Congregational Christian Church calls to boycott the church ministers’ tax law
The Fale Iupeli at the Congregational Christian Church headquarters at Malua
By Lagi Keresoma
APIA, SAMOA – TUESDAY 23 JANUARY 2018: The Congregational Christian Church of Samoa (CCCS) is calling on its church ministers to boycott paying taxes under the recently passed law now taxing all church ministers.
The issue was raised by Member of Parliament for Gagaifomauga No.3, Laaulialemalietoa Leuatea Polataivao to delay executing the law until the CCCS annual conference in May 2018.
The MP told Parliament that despite the law being passed last year, it was only last Sunday where a letter from the General Assembly of the Congregational Christian Church was discussed that asked to boycott the law.
He informed Parliament today that CCCS Elders wish to address this matter in their upcoming General Assembly in May 2018 and he asked Government to give the church more time.
The Speaker Toleafoa Faafisi told the former Cabinet Minister that the law has been debated and discussed and that he was present during the debate and he did not voice or speak against the law.
Laauli however clarified that he did not speak out at the time as the Minister in charge of the law assured government and parliament that everything has been agreed to.
“But that is not the case. There is dissent out there,” he said. He also said it was difficult for the church ministers to decide where to stand especially when the mother church gives a direction as they are answerable to the church.
The Prime Minister Tuilaepa Sailele Malielegaoi confirmed in Parliament today that he also received the same letter from the church. But the law was passed in June 2017 with intention to execute it this month, and he believed six months delay for the law to be executed was ample time for the church to discuss whatever was needed to be addressed.
He also explained that only the church minister is answerable under the law and the church members.
Tuilaepa also said that there are church ministers who have been paying taxes for some time.

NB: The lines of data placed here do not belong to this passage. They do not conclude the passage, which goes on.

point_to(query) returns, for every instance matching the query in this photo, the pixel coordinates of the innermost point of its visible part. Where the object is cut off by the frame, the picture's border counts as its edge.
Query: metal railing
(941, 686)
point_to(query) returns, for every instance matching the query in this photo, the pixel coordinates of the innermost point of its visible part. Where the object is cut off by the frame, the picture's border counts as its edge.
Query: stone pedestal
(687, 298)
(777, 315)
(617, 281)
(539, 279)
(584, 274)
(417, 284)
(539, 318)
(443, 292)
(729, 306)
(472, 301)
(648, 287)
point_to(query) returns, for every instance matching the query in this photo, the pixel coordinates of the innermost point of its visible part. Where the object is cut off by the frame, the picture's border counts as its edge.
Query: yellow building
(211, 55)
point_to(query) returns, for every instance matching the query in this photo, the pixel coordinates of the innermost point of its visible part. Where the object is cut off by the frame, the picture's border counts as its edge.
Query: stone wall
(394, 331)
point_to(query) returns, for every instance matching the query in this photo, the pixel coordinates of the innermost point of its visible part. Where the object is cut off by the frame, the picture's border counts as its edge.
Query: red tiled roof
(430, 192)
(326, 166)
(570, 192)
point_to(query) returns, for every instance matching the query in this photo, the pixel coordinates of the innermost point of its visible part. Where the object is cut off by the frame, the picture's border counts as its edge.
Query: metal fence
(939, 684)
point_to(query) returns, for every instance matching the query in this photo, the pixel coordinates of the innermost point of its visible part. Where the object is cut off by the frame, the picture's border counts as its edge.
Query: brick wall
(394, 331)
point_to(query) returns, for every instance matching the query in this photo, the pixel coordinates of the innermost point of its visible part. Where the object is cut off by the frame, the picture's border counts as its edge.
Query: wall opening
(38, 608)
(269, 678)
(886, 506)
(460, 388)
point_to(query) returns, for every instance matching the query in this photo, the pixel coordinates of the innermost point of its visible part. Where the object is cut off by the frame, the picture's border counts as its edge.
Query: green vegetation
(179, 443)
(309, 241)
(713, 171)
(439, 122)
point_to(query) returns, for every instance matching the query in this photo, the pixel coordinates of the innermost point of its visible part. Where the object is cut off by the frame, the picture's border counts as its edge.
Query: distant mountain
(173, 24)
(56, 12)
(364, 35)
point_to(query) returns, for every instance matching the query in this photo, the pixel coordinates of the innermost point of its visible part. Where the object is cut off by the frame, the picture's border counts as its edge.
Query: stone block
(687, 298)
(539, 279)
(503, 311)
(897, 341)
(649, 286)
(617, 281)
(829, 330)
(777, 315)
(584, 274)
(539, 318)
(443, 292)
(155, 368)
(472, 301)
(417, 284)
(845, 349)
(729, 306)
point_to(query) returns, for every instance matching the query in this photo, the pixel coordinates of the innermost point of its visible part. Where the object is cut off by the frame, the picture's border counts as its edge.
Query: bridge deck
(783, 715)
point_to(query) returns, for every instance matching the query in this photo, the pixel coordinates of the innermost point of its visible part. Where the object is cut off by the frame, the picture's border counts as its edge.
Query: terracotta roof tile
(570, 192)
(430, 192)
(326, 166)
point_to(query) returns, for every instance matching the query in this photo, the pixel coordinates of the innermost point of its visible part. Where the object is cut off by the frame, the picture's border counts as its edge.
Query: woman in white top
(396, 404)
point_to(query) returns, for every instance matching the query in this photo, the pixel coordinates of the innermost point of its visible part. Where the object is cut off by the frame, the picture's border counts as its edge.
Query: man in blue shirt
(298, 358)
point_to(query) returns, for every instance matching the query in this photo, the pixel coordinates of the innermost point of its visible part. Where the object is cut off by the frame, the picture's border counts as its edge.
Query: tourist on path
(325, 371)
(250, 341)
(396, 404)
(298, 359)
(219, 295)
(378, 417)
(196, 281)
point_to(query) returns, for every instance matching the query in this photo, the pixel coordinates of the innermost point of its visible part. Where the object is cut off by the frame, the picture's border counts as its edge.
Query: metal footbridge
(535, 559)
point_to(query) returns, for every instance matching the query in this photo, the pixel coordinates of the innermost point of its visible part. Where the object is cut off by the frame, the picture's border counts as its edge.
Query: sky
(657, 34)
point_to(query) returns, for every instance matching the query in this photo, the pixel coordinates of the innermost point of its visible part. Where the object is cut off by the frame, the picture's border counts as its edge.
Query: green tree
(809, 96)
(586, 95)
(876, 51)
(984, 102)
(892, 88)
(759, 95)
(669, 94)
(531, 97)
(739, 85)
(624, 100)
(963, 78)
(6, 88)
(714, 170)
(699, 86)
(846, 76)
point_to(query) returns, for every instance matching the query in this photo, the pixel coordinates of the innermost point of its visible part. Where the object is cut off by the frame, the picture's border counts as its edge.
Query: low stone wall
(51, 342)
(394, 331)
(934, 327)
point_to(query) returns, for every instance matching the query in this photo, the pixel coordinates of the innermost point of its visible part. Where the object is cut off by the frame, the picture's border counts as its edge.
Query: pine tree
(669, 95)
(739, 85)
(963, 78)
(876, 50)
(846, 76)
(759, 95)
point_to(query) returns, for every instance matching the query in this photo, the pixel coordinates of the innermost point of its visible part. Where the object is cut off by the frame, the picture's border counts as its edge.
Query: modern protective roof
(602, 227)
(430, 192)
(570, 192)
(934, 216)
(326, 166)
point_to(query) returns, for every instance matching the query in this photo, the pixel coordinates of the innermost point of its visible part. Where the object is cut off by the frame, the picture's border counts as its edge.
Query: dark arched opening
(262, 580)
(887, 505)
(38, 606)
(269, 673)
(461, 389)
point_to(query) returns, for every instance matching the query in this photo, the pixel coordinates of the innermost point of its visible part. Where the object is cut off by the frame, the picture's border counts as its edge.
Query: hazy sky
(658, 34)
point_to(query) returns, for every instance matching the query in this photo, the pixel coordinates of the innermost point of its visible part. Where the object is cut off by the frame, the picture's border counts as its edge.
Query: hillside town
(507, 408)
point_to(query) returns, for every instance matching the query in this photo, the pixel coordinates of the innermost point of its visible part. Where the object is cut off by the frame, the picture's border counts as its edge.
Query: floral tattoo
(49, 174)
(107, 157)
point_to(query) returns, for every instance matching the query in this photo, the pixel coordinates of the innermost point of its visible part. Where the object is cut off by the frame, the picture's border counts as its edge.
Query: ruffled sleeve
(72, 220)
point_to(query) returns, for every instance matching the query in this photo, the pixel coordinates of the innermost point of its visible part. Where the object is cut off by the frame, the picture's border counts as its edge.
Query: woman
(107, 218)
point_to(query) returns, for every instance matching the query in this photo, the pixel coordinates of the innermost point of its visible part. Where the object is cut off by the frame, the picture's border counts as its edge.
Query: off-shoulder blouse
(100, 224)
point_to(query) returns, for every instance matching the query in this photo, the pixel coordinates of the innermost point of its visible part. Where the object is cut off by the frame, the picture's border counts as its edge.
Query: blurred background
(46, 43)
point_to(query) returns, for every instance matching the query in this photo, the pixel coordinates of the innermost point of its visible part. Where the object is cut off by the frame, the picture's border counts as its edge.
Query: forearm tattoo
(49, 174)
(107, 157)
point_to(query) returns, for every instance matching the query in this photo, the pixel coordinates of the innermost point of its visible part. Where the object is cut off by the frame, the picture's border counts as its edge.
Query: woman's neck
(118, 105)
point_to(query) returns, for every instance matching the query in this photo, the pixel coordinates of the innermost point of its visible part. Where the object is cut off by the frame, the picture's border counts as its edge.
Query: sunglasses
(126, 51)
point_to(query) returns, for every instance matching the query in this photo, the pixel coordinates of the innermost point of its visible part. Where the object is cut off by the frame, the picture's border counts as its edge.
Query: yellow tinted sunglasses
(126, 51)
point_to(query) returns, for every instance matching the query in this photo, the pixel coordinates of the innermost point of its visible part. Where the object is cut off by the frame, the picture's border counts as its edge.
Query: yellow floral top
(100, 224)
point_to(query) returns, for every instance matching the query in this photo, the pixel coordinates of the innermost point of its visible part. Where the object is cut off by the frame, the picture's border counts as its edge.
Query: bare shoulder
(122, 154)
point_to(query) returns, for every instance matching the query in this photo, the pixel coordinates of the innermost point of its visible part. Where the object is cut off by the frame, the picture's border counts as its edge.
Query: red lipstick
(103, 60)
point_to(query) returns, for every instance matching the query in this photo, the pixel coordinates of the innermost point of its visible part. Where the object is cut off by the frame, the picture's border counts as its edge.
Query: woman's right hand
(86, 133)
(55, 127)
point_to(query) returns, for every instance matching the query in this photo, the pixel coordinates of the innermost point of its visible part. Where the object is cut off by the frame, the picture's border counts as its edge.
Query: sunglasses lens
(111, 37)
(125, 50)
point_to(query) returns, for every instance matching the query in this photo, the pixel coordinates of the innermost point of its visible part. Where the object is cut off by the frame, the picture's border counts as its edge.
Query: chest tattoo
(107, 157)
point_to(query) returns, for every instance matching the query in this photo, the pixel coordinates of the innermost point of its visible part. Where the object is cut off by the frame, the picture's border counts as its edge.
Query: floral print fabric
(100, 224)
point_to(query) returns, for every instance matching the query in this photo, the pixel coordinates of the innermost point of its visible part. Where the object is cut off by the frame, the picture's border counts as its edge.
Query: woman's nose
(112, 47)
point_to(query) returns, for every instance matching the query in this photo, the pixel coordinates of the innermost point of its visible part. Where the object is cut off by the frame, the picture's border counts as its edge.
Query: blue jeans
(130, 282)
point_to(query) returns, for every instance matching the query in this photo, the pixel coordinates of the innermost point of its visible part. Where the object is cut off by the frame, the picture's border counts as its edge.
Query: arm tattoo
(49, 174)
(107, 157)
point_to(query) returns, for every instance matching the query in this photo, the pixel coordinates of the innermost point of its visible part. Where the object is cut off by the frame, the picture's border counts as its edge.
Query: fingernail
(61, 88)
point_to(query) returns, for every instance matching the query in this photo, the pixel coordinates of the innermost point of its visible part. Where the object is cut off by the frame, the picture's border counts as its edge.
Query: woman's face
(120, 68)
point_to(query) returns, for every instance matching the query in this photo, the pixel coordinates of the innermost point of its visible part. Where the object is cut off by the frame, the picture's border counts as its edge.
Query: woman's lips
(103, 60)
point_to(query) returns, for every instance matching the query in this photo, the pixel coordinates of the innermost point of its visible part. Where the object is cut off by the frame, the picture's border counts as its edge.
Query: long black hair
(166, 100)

“If church ministers do not pay tax, then the penalty falls on their heads, because this is not a burden for the church but for church ministers only,” said Tuilaepa.
Parliament Speaker Toleafoa Fa’afisi intervened and pointed out to Laauli that the law has already been passed.
Tuilaepa wanted to know if Laauli was wearing his political hat or that of a deacon.
“This is the wish of all church ministers in my constituency and I must obey them by relaying to Parliament their wish,” said La’auli.
Laauli said that man make laws and man change laws, and calls on Government to consider an extension for the church.
Tuilaepa however insisted that the time for extension was over.
He also encouraged the CCCS General Secretary that he said was a former ‘professor’ at the National University of Samoa, to use his expertise as a professor to explain and clarify to the Elders of the Church what the law says.